Abstract:
Drug addiction is the incapability to refrain from consuming a legal or illegal chemical,
drug, activity, or substance despite harmful consequences. It can lead to a comprehensive
range of complications that harm personal relationships, professional goals, and overall
health. It is one of the deadliest problems for a country like Bangladesh, where there are a
large number of young people. Thus, we need to keep an eye on the young generation of
our country before getting addicted to drugs. We must take efficient steps to facilitate the
prevention of drug addiction. In this paper, we will predict the risk of any individual
towards drug addiction using machine learning classification algorithms. First, we studied
some related journals, papers and then talked to doctors, counselors, and drug-addicted
people. As a result, we found some primary risk factors for addiction to drugs. Then we got
a dataset from Kaggle based on the risk of drug addiction, but there was not enough data to
use in the study. That's why we create a questionnaire according to each feature of the
Kaggle dataset. We collected data from a couple of drug rehabilitation centers in Dhaka,
Bangladesh, such as FERA Rehabilitation Center, AMI Addiction Management Institute,
etc.
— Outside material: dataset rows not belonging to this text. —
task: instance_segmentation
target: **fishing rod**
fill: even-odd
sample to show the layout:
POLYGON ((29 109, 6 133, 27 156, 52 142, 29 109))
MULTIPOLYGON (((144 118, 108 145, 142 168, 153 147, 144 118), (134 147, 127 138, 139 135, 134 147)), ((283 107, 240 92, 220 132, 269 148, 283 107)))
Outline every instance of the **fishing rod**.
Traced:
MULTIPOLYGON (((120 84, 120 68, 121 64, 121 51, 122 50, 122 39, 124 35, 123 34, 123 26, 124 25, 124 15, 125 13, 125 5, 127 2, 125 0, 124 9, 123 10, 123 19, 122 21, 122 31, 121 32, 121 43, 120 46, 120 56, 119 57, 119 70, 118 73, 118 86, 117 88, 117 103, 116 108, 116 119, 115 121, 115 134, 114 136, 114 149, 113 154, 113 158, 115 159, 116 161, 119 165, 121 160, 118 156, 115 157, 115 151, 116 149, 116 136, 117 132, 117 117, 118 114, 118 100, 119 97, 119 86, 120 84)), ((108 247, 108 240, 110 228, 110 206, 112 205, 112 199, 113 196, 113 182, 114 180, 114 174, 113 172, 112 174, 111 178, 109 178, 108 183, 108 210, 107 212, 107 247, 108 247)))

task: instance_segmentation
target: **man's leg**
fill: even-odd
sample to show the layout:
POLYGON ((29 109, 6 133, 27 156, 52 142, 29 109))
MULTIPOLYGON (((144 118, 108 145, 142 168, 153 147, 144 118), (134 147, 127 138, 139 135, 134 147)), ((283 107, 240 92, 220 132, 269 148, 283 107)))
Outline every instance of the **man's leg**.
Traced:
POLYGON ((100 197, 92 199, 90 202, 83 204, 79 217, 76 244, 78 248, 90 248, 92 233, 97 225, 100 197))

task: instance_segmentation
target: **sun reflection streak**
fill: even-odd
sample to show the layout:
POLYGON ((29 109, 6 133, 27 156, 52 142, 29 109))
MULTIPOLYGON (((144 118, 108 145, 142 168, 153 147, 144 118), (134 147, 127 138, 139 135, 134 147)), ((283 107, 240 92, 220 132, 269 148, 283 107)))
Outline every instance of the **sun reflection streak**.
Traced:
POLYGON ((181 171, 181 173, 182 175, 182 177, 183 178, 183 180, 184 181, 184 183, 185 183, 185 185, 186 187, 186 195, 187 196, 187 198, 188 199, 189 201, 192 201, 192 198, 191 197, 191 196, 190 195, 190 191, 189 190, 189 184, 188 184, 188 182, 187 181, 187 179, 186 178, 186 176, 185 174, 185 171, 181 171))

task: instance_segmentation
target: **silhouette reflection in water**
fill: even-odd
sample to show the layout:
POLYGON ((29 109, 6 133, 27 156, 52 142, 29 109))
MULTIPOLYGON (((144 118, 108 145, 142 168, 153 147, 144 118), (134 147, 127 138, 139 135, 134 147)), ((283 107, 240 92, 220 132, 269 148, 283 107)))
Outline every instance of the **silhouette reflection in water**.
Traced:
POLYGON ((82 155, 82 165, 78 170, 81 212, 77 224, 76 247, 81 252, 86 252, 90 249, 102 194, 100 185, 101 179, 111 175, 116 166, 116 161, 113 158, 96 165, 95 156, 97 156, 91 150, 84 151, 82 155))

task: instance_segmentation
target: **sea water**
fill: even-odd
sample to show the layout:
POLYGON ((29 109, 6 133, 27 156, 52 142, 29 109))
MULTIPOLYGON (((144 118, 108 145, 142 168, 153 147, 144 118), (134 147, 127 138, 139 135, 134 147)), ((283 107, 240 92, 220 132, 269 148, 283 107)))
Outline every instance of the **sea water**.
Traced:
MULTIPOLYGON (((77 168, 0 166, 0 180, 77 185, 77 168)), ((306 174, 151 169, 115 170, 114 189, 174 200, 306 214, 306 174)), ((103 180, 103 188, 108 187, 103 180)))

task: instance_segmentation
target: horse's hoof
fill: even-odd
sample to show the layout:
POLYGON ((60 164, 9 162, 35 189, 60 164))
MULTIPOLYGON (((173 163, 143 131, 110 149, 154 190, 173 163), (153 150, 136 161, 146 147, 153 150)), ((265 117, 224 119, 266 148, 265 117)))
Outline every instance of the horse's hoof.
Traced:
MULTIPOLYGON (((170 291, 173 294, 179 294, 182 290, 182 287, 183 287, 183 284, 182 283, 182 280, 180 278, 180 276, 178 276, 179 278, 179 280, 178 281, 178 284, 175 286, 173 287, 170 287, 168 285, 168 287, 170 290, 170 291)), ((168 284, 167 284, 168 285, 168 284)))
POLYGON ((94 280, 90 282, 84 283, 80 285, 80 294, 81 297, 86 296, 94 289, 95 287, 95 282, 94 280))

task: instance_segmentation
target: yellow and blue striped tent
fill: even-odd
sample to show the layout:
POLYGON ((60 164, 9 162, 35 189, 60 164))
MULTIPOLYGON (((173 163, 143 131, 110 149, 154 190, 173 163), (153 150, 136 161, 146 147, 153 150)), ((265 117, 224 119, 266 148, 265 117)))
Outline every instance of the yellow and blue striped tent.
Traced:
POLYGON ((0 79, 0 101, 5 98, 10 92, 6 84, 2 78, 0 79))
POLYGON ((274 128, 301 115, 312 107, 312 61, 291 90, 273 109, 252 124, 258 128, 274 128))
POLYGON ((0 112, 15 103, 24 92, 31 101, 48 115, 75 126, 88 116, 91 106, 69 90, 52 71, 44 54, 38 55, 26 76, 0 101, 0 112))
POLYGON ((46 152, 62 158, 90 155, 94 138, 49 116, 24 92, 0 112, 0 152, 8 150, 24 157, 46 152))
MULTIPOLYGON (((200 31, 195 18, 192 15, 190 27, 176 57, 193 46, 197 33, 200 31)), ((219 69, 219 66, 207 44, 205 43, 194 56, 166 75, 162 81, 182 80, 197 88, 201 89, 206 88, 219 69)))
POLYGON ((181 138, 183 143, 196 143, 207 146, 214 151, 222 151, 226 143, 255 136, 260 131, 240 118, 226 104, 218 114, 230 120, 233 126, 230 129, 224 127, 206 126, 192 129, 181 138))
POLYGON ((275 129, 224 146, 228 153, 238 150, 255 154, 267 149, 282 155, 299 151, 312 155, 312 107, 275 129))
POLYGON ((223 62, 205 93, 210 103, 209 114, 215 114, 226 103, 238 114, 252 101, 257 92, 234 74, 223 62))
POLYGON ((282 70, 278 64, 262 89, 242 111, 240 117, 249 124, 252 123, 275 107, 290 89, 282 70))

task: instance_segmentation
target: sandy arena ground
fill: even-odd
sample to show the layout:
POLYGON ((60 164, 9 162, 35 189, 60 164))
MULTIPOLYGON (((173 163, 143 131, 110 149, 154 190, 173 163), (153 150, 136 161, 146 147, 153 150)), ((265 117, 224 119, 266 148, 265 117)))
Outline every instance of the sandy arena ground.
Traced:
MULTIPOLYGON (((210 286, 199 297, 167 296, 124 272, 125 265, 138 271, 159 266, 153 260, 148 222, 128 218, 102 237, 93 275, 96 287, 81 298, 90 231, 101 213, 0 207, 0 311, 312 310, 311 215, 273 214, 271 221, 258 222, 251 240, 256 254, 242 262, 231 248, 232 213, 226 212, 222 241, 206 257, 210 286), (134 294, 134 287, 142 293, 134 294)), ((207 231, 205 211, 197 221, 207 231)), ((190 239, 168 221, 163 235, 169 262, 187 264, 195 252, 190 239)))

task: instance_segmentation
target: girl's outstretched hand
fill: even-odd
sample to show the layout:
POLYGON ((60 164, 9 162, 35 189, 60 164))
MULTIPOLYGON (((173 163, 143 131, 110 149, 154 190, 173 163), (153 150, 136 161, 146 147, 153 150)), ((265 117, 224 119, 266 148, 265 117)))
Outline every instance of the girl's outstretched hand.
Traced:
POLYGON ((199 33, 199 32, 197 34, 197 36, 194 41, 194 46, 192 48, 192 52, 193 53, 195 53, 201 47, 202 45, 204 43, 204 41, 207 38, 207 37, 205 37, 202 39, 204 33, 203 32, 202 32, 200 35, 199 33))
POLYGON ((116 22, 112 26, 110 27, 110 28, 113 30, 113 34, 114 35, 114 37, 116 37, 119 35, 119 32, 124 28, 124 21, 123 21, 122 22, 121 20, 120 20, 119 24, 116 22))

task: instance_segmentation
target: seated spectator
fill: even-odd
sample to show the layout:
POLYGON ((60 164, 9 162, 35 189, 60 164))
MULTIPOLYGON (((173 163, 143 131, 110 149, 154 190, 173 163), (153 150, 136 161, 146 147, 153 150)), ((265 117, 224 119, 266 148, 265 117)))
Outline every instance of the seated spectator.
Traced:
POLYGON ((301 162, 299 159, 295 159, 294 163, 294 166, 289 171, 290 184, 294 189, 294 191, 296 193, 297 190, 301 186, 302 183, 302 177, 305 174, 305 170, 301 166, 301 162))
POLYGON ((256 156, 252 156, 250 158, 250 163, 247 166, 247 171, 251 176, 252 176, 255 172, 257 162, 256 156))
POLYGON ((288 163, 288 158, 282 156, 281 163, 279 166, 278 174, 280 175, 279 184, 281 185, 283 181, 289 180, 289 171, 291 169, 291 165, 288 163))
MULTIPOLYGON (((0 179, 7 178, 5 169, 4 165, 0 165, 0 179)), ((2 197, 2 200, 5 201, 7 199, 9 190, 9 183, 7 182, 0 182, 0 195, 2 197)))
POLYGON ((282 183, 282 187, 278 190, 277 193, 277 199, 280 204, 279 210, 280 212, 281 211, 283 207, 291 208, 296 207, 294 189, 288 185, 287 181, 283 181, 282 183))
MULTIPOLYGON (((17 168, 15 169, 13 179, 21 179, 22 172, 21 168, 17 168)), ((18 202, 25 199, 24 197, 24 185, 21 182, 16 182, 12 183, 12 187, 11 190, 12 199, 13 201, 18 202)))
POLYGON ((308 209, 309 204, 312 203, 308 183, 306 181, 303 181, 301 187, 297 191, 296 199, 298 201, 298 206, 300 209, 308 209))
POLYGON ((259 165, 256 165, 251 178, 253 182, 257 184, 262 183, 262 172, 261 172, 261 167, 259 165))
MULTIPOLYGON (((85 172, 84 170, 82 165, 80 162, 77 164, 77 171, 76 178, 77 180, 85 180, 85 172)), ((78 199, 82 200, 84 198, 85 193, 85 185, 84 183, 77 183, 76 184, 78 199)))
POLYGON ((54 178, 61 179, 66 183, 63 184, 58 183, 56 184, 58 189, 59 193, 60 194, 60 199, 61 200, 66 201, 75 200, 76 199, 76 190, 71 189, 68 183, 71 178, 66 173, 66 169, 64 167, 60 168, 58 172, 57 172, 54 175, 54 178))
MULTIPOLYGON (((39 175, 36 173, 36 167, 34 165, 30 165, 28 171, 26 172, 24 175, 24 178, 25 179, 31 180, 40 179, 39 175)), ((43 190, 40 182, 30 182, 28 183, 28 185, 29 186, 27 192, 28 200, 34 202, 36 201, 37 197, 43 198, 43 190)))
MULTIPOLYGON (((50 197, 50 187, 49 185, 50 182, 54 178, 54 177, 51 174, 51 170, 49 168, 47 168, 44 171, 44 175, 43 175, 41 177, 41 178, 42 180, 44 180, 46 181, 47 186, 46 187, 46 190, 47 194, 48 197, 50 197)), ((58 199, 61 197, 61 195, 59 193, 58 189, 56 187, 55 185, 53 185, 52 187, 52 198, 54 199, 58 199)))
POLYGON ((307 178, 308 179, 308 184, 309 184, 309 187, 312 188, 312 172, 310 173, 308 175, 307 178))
We also collected data from a few Colleges and Universities. Our dataset includes some
notable features such as age, gender, various psychological problems, lack of family ties,
satisfaction in workplace or education, living with drug users, the influence of friends, and
staying at a friend's house at night, etc. Our dataset contains both addicted and non-addicted
samples. Our research has two outcomes: one is "Yes' means addicted, and the other is 'No'
means non-addicted. After collecting the data, we processed all the data and got a processed
dataset. Then we applied six machine learning algorithms to our processed dataset and
compared the result of each algorithm. The algorithms we incorporated are Logistic
Regression, Decision Tree, Random Forest, Naive Bayes, Support Vector Machine (SVM),
and k-Nearest Neighbor (kNN). Among the algorithms, Naive Bayes came up with the
highest accuracy of 90.9%, and Decision Tree delivered the least of which is 77.68%.
Moreover, using a feature selection technique called chi-square, we got the most influential causes of drug addiction.